34 now, started when I was 30

I skied once or twice a year from ages 10 to my upper twenties. Picked up snowboarding a few years ago and fell in love.


----------



## baconzoo (Nov 12, 2010)

I've had a season pass every year since 1989, the year they allowed snowboard at Mammoth Mountain! (44 years of experience)

Backyard photo from 69 Beaver Court.


----------



## j.gnar (Sep 4, 2009)

25, started when i could afford it which was somewhere around the ripe age of 19. didnt get a full season in until i was 21


----------



## SnowDragon (Apr 23, 2012)

Just shy of 49.
Started at 40, with no ski or skateboard experience.
Only got out about 12-15 days the first few years, but have stepped it up since then.

Best "age" story:
When I got my CASI level 1 instructor certification a few years ago, the ages of the other three candidates SUMMED to my age!

Got my CASI level 2 instructor certification last year, and will now work toward Park Instructor 1 cert. Yah, old and determined (or foolish!).


----------



## Mystery2many (Aug 14, 2013)

32 and started at 21 for my birthday. Got food poisoning my second day but kept riding tho I was throwing up and shit my pants. Lol. Yep. 
Hope when I'm 53 I'm not a pervert douche and still live life to the fullest.


----------



## Clayton Bigsby (Oct 23, 2012)

47, rippen since 1985-86


----------



## t21 (Dec 29, 2010)

45, going on my 4th season this year:yahoo:


----------



## Fewdfreak (May 13, 2013)

I'll be 30 in October, mentally 17... Been riding since I was like ten on plastic boards but rode my first "metal edge" board in high school. Into all kinds of "young people" sports still.


----------



## poutanen (Dec 22, 2011)

poutanen said:


> I'm 32 going on 13. Started skiing at 5 and switched to snowboarding at 11... Actually that's a lie. First time on a board with metal edges was 11. We had a plastic board with straps for bindings I tried a few times when I was younger. :blink:





Fewdfreak said:


> I'll be 30 in October, mentally 17... Been riding since I was like ten on plastic boards but rode my first "metal edge" board in high school. Into all kinds of "young people" sports still.


Are you the female version of me?!? :blink:

How do you feel about watching cartoons instead of current TV shows?


----------



## JoeyOranges (Mar 9, 2011)

42 - started when i was 16 in dirty jersey on old skate decks (tail first), then a Burton Backhill --> Sims 1500 FE --> Sims Switchblade.


----------



## destroy (Dec 16, 2012)

Started at 26, and still 26... for a couple weeks. Feel much older than that, sadly.

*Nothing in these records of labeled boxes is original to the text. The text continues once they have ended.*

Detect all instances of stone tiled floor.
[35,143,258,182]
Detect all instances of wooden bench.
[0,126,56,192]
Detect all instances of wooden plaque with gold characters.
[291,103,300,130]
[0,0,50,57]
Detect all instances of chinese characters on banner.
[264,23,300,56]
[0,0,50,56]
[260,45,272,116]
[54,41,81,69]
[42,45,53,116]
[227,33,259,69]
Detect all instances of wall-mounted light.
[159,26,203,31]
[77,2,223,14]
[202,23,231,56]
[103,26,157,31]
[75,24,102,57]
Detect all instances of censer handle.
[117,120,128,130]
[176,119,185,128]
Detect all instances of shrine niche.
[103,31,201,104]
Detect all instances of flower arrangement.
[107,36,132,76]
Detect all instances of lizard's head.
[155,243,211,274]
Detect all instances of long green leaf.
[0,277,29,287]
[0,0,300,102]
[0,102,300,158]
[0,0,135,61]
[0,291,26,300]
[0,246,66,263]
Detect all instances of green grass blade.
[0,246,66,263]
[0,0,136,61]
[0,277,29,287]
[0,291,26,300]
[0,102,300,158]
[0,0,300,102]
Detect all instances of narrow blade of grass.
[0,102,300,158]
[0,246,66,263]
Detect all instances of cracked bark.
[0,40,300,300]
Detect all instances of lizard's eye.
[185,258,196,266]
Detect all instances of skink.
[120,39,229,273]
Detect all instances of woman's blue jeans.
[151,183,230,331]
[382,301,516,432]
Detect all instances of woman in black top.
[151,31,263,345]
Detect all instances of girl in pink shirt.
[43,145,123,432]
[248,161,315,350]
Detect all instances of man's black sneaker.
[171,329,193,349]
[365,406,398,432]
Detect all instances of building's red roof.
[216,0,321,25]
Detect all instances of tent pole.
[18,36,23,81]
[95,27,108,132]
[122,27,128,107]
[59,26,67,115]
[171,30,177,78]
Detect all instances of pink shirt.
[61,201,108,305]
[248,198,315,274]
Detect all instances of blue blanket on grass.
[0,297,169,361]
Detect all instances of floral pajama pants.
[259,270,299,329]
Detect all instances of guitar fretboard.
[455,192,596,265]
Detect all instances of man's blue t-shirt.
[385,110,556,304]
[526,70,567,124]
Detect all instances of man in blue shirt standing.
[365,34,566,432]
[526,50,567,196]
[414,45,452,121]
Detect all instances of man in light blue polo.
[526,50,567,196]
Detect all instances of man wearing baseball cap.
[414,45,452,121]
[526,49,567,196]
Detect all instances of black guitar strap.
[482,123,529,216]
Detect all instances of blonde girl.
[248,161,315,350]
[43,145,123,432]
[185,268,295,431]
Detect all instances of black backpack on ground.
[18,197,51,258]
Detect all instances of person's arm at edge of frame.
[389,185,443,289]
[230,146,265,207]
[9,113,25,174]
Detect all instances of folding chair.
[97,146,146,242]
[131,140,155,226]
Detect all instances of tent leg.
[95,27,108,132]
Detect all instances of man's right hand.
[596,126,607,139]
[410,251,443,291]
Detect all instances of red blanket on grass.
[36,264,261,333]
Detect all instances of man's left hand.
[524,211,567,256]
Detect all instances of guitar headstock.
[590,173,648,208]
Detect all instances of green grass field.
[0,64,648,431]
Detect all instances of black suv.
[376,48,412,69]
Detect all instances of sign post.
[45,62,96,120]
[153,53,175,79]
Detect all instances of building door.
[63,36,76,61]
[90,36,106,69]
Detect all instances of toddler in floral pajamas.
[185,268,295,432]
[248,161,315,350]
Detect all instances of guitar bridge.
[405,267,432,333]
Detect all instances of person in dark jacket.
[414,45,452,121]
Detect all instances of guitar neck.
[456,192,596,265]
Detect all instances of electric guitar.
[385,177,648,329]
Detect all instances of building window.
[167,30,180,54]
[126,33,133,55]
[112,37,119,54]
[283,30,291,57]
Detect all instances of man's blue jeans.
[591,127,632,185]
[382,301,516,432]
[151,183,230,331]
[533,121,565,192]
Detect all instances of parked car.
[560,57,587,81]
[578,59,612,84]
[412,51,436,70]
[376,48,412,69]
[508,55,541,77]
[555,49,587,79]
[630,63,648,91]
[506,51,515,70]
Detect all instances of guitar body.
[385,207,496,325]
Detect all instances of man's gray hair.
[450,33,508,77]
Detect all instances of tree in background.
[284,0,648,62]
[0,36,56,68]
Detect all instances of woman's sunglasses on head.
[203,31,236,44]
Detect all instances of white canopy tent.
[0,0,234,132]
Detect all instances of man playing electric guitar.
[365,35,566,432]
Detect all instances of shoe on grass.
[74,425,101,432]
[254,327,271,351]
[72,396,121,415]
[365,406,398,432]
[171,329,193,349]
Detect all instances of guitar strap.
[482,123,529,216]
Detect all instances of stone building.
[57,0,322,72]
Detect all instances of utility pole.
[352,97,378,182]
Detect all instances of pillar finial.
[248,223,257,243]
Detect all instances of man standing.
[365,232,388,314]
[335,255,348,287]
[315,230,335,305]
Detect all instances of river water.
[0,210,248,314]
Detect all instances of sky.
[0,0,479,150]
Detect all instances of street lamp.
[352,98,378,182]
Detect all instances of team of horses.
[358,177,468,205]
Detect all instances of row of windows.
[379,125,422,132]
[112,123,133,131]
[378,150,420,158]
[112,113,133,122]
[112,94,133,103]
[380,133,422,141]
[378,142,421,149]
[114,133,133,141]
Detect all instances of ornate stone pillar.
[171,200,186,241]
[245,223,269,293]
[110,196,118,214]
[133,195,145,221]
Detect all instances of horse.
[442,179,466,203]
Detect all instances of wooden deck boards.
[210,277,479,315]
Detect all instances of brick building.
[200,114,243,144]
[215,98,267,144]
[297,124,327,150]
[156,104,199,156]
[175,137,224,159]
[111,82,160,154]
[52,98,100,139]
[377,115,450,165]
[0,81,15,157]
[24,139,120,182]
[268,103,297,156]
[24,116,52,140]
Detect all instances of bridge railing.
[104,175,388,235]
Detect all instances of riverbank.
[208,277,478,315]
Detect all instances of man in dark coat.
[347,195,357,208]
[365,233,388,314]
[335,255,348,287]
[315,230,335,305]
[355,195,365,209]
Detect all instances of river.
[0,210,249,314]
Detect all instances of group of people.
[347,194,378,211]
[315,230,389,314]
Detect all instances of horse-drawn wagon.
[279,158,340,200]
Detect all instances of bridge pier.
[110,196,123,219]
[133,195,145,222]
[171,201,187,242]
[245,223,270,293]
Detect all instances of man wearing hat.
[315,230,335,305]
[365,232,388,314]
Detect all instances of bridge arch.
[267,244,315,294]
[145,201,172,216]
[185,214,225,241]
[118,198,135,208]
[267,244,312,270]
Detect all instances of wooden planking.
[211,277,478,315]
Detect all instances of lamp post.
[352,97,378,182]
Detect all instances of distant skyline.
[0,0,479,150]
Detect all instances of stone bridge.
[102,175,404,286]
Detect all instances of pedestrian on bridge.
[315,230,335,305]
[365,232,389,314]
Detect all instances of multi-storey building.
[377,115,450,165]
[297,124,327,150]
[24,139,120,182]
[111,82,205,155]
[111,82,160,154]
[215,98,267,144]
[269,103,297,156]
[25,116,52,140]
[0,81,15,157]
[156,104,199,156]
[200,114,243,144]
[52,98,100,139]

Skied when I was a lad a few times through my elementary school. Skateboarded as a teenager before I got so serious about music. Wanted to try snowboarding for a few years. Tried it in spring '08 before taking the plunge at the start of last season. Around 40 days total.

Kinda can't help but wish I moved up to Whistler just after high school during the few years of construction boom before the Olympics.


----------



## freshy (Nov 18, 2009)

Started in 1986, does taking the trucks off your skateboard and riding it down tail first count? Wasn't till 87 when I actually strapped into a Legend SE. After that rode Lyon mountain which later changed it's name to Wintergreen. 
Been riding every year since, and since 1998 had a seasons pass every year cept for the last 3. Im 38 and still boarding, skating and surfing.


----------



## Unkept Porpoise (Aug 15, 2013)

freshy said:


> Started in 1986, does taking the trucks off your skateboard and riding it down tail first count? Wasn't till 87 when I actually strapped into a Legend SE. After that rode Lyon mountain which later changed it's name to Wintergreen.
> Been riding every year since, and since 1998 had a seasons pass every year cept for the last 3. Im 38 and still boarding, skating and surfing.


I learned to ride at wintergreen! I think they went bankrupt or something.


----------



## Pigpen (Feb 3, 2013)

i'm 24, been boarding since i was 5!


----------



## CassMT (Mar 14, 2013)

44....30th season on board this year


----------